Ridiculous, right? Infuriating, yes? Especially when this criticism comes from your own community, the one you have raised your hand to advocate for. I only wanted to help.
But there is no question – you absolutely can transition to nonprofit leadership and be successful with no prior professional nonprofit experience. I did it.
So, at the risk of overstepping, I’d like to tell you about a few of the lessons I learned and pitfalls I overcame. It might come in handy if you are hunting for a new leader or if you are this new leader I describe.
First, what to avoid.
Three Things Not To Do
- Assume you have nothing to learn from playing in the nonprofit sector.I hired a senior staffer from the for-profit communications field. He came to share his extraordinary expertise with “the little people.” The expertise part was fine. Treating your colleagues like clueless idiots? Not so much. I wish I realized this was happening much earlier.
- Induce culture shock. Do not find a donor to underwrite McKinsey to come in within the first three to six months. Culture shock is very bad for the organization and creates serious distrust. In the spirit of full disclosure, I did bring in McKinsey but I waited 5 years. There were still process bumps but the end product was first rate.
- Set no boundaries. Draw some obvious and clear boundaries between you and the Board of Directors. I know you were Chairman of the Board of the Manhattan Day School (an Orthodox Yeshiva) and so you’re used to being one. I wasn’t a board member, but rather hand been recruited by a friend on the board. In any case, steer clear of that comfort zone and spend a lot of time being where you may not feel quite so at home.
5 Keys To Success For the New CEO With No Nonprofit Experience
- Find an ally who can shepherd you through this new land. Identify someone who has been working on this cause forever and create an alliance. Ask them to mentor you. Even better if the person’s politics is to the left of yours.
- Meet and create relationships with your colleague CEO’s – large and small. Your new ‘industry’ will be filled with all sorts of organizations, many doing good work, many struggling, many whose mission is incomprehensible. Regardless, meet them, attend gatherings of them. Show that you care about their work and that as a whole, you are an orchestra fighting to end a disease, advocate for minorities or working to end hunger.
- Give your staff members a voice. There are no year end bonuses. There are long hours and they are different long hours from the ones you left behind in corporate America.
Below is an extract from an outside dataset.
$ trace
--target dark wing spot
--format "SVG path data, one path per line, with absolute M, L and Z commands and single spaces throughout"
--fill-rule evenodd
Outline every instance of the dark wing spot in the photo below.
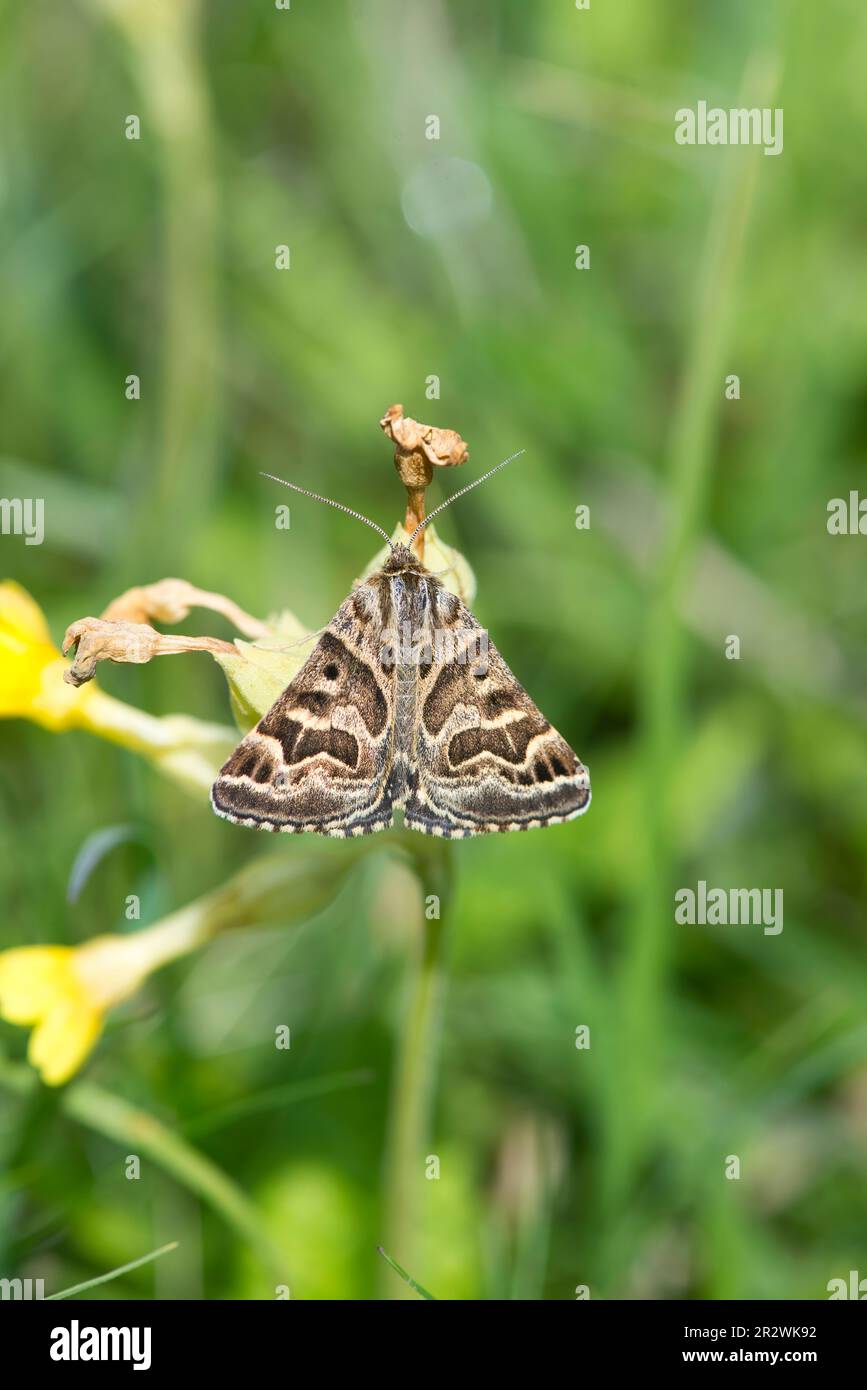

These hours are more intense, typically more personal. There is (or should be) a passion for your cause in each staff member. What do they get instead of a year end bonus? A voice. They have skin in the game and points of view and your work will benefit from their thinking. It can be a bit messier but that comes with the territory.
- Be humble. Your staff may not give you the benefit of the doubt. You came from the “outside” and have not been in the trenches. So be careful not to unintentionally disrespect your staff when you see something obvious that requires a clean up.
- Create a quick hit. Something that illustrates how your past experience in corporate America has real advantage to the organization / movement. Be sure that this advantage is obvious to your staff. Market that. Humbly.
The thing that truly matters the most is that you are passionate about the mission and that you are fiercely determined to make a difference. And your history truly suggests that you are. But you must recognize what you don’t know and that you understand that you can’t just know the nonprofit sector; you have to appreciate the messiness that can come with giving people a voice, working to reach consensus and working with colleagues who are not always on the same page with you.
You must understand from the get go that – if you do it well – you will get so much more than you give.